Reactivity and specificity of anti‐OPRT antibodies were examined by immunoblot analysis. Human lung cancer xenograft LC‐11 and rhOPRT were used as the standard samples. Briefly, three volumes of protein extraction buffer (10 mM Tris‐HCl [pH 7.4], 1 mM EDTA, 0.5 mM DTT) was added to the frozen cancer tissue samples and homogenized by ultrasonic homogenizer. The homogenate was then centrifuged at 10 500 × g at 4°C for 60 min. After the protein contents were measured by the bicinchoninic acid (BCA) method, electrophoresis was performed at 200V for 45 min using Bis‐Tris gel (NuPAGE 10% Bis‐Tris Gels, MOPS running buffer, Invitrogen, Japan) in reduced conditions. The electrophorezed proteins were electrically transferred on polyvinglidene difluoride (PVDF) membrane with DC 1 A at 4°C for 180 min. After the blocking treatment, the PVDF membrane was incubated with anti‐OPRT‐A and anti‐OPRT‐C antibodies at room temperature for 60 min, and then reacted with antirabbit IgG goat polyclonal antibody conjugated with AP‐labeled dextran at room temperature for 60 min. Reactivity with OPRT antibodies was detected with a chemical substrate (CDP‐Star, PerkinElmer, Japan) using a chemical detecting system (ProXPRESS 2D Proteomic Imaging System, PerkinElmer, Japan).

Measurement of OPRT enzymatic activity

OPRT enzyme activity was determined by a conventional enzyme assay using [6‐¹⁴C] 5‐FU as the substrate, according to the method originally described by Shirasaka et al.⁽ ⁸ ⁾ Briefly, protein extract was prepared from the cancer tissue specimens according to the method described for immunoblotting. Protein extracts were mixed with enzyme reaction buffer (50 mM Tris‐s‐HCl, pH 8.0, containing 100 mM NaF, 50 mM MgCl₂, 40 mM PRPP, 5 mM DTT, 20 µM [6‐¹⁴C] 5‐FU) and incubated at 37°C for 10 min. After deproteinization caused by adding an equal volume of methanol, the amount of the substrate and the product was measured using radio‐high‐performance liquid chromatography (HPLC) (HPLC System; LC‐10AD, Shimadzu, Japan) and a detector (Flow‐One A500, Perkins Elmer, Japan). OPRT activity was determined from the quantities of the substrate and the product.

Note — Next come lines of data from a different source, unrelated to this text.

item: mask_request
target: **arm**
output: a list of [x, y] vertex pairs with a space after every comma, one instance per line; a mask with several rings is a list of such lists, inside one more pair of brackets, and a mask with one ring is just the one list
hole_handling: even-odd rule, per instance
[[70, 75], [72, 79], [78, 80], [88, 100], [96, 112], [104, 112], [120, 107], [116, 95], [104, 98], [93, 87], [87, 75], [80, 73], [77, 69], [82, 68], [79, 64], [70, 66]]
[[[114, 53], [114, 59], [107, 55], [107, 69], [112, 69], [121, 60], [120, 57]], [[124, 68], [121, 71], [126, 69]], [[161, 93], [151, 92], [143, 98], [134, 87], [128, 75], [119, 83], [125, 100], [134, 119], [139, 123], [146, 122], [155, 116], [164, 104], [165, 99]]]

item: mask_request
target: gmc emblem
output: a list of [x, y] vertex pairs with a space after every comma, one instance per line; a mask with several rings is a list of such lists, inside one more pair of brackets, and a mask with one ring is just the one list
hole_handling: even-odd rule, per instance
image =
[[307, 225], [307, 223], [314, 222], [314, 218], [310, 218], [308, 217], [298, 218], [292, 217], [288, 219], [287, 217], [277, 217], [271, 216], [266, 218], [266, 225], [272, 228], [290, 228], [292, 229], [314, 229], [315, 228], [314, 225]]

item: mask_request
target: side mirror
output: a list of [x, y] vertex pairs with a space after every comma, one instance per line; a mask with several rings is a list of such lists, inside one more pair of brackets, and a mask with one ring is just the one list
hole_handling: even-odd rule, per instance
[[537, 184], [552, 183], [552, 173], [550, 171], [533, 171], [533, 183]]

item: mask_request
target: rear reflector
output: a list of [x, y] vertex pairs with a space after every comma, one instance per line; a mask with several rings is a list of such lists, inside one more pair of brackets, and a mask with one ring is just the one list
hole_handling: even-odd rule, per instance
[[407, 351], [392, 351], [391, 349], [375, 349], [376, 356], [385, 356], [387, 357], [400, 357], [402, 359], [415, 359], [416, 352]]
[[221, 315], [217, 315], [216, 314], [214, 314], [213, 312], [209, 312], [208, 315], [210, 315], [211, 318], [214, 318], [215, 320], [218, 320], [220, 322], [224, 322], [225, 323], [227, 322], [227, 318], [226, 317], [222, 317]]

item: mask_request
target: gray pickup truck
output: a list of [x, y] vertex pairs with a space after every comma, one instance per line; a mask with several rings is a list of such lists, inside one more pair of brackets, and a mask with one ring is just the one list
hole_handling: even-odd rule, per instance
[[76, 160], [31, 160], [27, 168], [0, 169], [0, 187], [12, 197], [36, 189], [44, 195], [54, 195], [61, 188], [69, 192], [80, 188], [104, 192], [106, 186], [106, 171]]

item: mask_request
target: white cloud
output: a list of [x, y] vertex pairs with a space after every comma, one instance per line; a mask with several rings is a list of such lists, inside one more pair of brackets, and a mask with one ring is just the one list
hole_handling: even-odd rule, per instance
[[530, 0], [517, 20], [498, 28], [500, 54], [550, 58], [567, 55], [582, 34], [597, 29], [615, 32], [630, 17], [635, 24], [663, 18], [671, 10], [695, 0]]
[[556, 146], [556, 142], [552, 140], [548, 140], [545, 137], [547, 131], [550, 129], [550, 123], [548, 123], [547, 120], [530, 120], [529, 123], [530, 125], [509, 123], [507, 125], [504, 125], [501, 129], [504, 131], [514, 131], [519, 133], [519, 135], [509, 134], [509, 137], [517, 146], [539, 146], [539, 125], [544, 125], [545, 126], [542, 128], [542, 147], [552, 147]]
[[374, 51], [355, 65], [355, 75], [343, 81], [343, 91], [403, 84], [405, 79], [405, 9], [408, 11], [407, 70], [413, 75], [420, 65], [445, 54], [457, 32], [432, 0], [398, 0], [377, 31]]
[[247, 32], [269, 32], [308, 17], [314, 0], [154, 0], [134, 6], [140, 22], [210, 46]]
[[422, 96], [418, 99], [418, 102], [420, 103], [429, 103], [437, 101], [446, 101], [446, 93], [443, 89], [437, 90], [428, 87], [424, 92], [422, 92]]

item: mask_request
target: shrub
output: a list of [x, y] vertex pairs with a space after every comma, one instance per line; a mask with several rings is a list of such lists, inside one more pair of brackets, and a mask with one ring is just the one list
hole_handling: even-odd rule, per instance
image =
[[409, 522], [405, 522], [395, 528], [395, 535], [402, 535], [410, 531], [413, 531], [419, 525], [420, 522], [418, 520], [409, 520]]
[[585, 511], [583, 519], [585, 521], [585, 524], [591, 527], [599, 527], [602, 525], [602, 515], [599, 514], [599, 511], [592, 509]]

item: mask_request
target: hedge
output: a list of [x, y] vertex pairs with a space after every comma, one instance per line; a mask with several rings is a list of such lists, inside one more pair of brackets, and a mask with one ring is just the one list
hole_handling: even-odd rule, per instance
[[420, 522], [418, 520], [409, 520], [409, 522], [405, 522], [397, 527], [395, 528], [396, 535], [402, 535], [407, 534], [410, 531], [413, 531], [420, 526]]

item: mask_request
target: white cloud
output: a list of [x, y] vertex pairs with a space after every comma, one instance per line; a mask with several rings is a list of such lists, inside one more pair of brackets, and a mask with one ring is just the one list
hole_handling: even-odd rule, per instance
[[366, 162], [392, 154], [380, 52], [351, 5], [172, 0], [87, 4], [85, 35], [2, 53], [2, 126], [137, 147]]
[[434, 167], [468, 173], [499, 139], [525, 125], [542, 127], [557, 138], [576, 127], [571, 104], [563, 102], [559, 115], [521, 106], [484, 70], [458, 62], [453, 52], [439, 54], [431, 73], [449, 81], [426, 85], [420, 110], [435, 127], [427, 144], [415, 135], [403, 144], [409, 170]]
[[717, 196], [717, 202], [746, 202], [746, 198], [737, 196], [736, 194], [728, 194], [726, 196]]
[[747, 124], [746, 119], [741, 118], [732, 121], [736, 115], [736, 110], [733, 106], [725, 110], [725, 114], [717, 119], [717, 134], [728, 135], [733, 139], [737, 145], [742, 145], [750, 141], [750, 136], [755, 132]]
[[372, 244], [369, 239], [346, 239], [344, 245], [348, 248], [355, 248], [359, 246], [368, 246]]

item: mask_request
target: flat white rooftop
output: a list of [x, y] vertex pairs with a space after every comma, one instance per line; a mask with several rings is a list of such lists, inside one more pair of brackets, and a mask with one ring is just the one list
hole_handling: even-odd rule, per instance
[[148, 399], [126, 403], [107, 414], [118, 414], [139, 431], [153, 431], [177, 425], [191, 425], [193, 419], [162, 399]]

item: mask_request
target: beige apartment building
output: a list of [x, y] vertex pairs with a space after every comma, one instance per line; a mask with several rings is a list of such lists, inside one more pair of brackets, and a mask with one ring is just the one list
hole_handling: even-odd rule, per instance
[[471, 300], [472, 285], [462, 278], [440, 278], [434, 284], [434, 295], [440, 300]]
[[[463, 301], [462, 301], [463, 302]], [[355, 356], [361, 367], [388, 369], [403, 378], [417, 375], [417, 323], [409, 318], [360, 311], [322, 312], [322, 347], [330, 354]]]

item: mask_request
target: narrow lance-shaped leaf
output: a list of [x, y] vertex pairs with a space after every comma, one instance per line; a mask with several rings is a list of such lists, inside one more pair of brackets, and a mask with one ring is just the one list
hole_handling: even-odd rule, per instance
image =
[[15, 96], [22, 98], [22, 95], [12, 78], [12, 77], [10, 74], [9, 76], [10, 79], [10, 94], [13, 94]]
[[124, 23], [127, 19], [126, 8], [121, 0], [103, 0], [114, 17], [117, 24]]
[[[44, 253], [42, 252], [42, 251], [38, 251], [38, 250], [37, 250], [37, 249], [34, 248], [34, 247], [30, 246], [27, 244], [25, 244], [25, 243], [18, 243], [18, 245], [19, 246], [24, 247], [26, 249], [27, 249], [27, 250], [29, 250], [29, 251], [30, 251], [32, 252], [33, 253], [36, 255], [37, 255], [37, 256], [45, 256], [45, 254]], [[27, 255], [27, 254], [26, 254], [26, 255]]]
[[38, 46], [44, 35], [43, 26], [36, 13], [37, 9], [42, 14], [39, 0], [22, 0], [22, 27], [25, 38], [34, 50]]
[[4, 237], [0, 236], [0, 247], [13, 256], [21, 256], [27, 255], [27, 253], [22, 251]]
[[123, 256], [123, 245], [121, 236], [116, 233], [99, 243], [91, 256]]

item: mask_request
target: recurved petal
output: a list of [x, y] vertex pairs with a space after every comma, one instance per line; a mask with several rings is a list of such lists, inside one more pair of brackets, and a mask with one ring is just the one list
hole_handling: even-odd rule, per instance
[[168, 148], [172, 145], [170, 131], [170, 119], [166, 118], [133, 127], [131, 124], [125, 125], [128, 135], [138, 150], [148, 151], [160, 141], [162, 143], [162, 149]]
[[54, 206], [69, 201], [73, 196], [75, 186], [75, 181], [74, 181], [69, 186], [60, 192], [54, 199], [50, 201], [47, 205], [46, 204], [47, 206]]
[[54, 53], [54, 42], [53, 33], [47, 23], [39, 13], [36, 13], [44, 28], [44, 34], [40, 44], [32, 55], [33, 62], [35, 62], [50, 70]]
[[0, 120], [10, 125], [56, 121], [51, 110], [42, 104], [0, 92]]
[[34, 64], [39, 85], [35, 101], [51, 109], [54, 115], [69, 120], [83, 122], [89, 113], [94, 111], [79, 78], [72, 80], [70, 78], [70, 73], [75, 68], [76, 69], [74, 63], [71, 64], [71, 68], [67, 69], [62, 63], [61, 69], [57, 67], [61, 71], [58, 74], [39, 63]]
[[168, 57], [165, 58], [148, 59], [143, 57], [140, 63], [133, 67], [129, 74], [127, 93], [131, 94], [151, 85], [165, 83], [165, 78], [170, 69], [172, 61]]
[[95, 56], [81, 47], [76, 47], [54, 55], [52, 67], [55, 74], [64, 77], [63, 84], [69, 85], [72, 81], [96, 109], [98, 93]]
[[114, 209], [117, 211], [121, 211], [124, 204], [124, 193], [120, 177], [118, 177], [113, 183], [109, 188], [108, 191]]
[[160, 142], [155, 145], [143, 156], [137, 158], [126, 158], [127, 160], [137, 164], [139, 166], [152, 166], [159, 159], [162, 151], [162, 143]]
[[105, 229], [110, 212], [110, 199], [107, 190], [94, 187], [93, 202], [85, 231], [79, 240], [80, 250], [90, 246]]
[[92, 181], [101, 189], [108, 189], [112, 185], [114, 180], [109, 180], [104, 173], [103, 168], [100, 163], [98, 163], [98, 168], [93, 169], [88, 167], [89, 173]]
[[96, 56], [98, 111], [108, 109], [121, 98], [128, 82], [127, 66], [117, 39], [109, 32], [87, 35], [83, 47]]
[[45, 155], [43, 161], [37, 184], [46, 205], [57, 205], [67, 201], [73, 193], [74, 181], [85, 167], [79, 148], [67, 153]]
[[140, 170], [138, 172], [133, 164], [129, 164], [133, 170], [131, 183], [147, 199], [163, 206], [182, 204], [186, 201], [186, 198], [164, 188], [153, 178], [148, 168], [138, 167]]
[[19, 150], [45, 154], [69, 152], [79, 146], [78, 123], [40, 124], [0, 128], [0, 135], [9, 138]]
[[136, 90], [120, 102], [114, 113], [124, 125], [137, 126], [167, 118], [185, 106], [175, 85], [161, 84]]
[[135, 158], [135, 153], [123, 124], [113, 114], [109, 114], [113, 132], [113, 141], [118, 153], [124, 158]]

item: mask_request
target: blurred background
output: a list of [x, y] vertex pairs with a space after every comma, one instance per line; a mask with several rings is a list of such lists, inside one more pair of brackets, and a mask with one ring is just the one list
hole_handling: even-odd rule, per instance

Establishment of sandwich ELISA system for the measurement of OPRT level

Sandwich type ELISA was established using anti‐OPRT‐A and anti‐OPRT‐C antibodies as the catcher and the tracer, respectively. Fifty microliters of 5.0 µg/mL anti‐OPRT‐C antibody dissolved in 0.1 M carbonate buffer (pH 9.6) was coated onto an EIA plate (Nunc 469949) at 4°C for 16 h. After washing with distilled water without phosphate‐buffered saline (PBS), blocking was performed with SabilCoat (SurModics) at room temperature for 60 min. Protein extracts of cancer tissue samples were diluted and were adjusted so the final concentration was 1 mg/mL. One‐hundred µL of protein extracts of tissue samples per well were added and incubated at room temperature for 60 min and were then washed five times with PBS. One‐hundred µL of peroxidase‐labeled anti‐OPRT‐A antibody per well was added and incubated at room temperature for 30 min. After seven washes with PBS, 100 µL of orthophenylene diamine (OPD) dissolved in substrate buffer (0.05 M citrate buffer, 0.01% H₂O₂, 1 mM EDTA) solution was added and incubated at room temperature for 30 min. The reaction was stopped by adding 0.5 N sulfate solution and the absorbance at 492 nm was measured with a plate reader (Spectramax 3400PC, Molecular Devices, Japan). Protein extract derived from human breast cancer cell line MDA‐MB‐435S, in which the OPRT protein was previously quantified by immunoblotting, was used as the standard.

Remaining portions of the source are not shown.